The planet cannot cope with this amount of waste itself. We’re noticing the effects of global warming and thus trying to cut down on atmospheric CO2 emissions. The same goes for solid waste: if there is too much of it, if it is stored in the landfills it will then get from there to rivers and finally into our drinking water. That is why we have to control the amount of emissions and the contamination level. And if we can simultaneously produce valuable goods and benefit from the waste, why not do it?  


Can you name some revolutionizing changes in recycling or water purification that happened in the last few years? 


Pedro Garcia Encina: In my opinion, it’s a long evolutionary process. Of course, there are important milestones, but nothing happens with a snap of your fingers, it changes gradually. It includes accumulating knowledge and not just technological advances. You have to first understand how the contaminating substances work in the environment, how different microorganisms interact with them, and then you can improve the technology. If we look back, we notice some revolutionary ideas, but in your daily life you only notice regular work without the revolutions. 


There are also occasional difficulties with innovations implementation. Sometimes the leaders are apprehensive when they have to deal with new technologies, because they know how to work with the old system and changing it will potentially lead to problems. But everything changes and European companies conduct projects to reduce waste. 


Silvia Bolado-Rodriguez: I think that the most important changes have happened in people’s minds. The current environmental situation scares us and we become more concerned with the ways to preserve the environment. This is the biggest change of the last few years. 


The now-famous Greta Thunberg is speaking out about these issues. What do you think about the UN speech that she gave not long before your arrival in Russia? 


Pedro Garcia Encina: I think it’s great when young people influence politicians all over the world asking to take action in order to tackle certain environmental problems, like climate change or global warming. It is important because then the politicians understand that people want some actual steps to be taken to reduce pollution.

Valladolid University. Credit: studyabroadinspain.com
Valladolid University. Credit: studyabroadinspain.com


Let’s return to your visit to Russia. It was not a one-time project but a part of a wider collaboration initiative. Can you tell us about this future collaboration?


Silvia Bolado-Rodriguez: We’re creating opportunities for European and Russian students to come to Spain to work with us on the air pollution issue. We develop two-phase liquid filters. Students can come to our university to learn about this technology and observe our experiments. We want to work together, to bring together students from all over the world and collaborate. We will probably have the first prototypes in a year, but they will only work under laboratory conditions.

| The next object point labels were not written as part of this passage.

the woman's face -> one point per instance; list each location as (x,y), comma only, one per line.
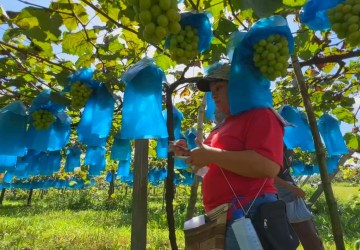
(220,96)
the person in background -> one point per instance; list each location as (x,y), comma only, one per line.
(301,220)
(244,154)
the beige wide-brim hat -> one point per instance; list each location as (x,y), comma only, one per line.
(219,73)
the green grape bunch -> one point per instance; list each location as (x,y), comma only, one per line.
(345,21)
(80,93)
(271,56)
(157,18)
(184,45)
(42,119)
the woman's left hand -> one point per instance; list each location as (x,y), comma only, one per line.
(200,157)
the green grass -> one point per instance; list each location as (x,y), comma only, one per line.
(87,220)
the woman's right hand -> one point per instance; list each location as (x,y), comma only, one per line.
(179,148)
(298,192)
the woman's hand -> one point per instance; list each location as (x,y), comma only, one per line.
(179,148)
(200,156)
(298,192)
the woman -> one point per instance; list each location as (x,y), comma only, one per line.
(244,154)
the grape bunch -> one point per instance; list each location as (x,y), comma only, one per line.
(80,93)
(42,119)
(157,18)
(271,56)
(184,45)
(345,21)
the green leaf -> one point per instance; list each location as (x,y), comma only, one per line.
(352,141)
(225,27)
(66,10)
(305,49)
(294,3)
(46,48)
(262,8)
(34,20)
(343,114)
(85,61)
(12,33)
(77,44)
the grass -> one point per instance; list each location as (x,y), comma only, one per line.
(87,220)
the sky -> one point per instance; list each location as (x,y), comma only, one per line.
(15,5)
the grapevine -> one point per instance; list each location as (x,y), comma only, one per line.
(271,56)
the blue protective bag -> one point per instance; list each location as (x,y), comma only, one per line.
(72,158)
(191,135)
(94,155)
(141,115)
(248,88)
(97,117)
(13,121)
(7,162)
(298,168)
(57,135)
(210,107)
(298,135)
(330,132)
(162,148)
(314,13)
(49,163)
(202,23)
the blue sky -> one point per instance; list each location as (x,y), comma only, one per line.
(15,5)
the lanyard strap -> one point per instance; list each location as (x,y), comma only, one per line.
(232,190)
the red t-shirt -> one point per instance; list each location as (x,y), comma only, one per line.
(258,130)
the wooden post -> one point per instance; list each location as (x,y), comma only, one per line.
(29,197)
(139,209)
(195,185)
(2,195)
(112,184)
(320,157)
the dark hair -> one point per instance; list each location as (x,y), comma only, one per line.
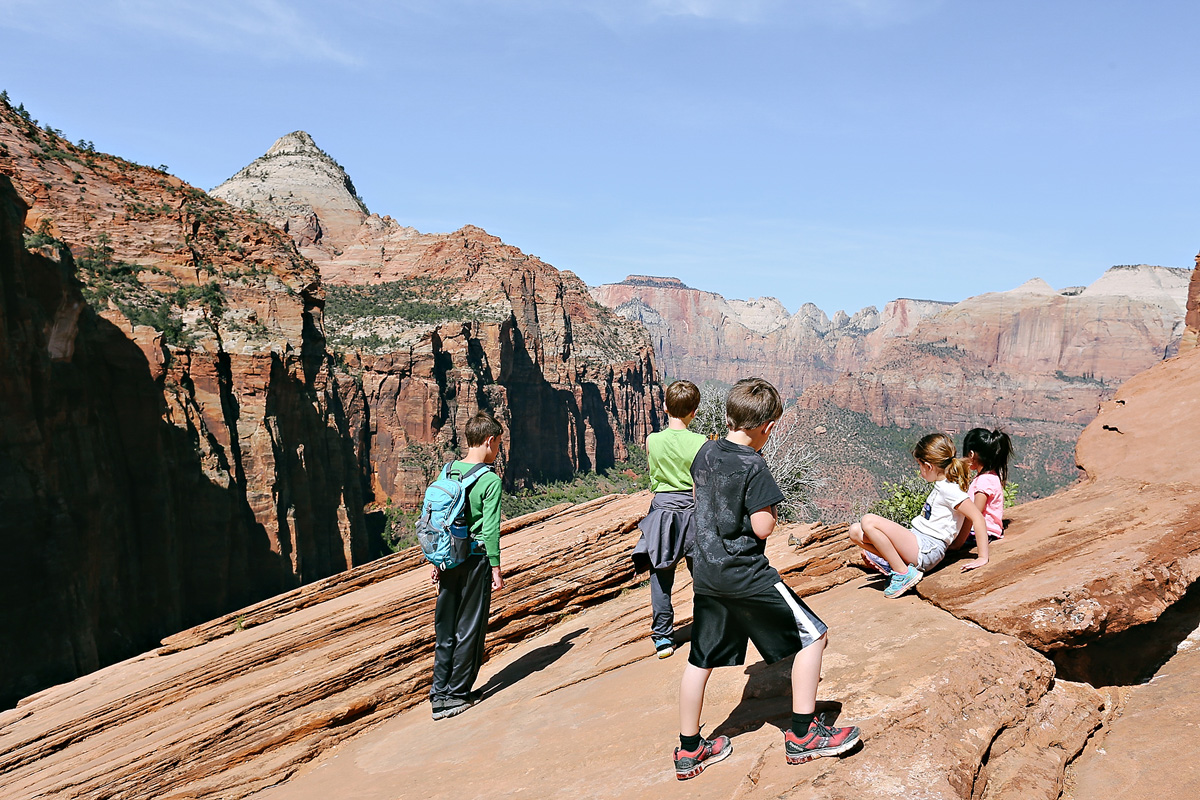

Pedro Garcia Encina: Nowadays there are not so many processes one can use to cut down on air pollution. The problem is that some substances do not dissolve in the water. We have to increase their solubility to put these substances into the water where microorganisms will then dissolve it. In these two-phase filters you can thus increase the solubility and then separate the contaminators faster than with one-phase filters. By speeding up the air-water transfer, you raise the filter’s efficiency, meaning that you need a smaller filter to process the same amount of compounds. 


Silvia Bolado-Rodriguez: Moreover, we have prepared an agreement for Master’s students academic exchanges between our universities. It is necessary for your students to see what we deal with and for our students to learn what you do here. Students will be able to come to Spain to study for a semester. And one does not have to learn Spanish to do that, because we have an international semester which includes only the subjects taught in English with all the necessary communication also being held in English, so language will not be a problem.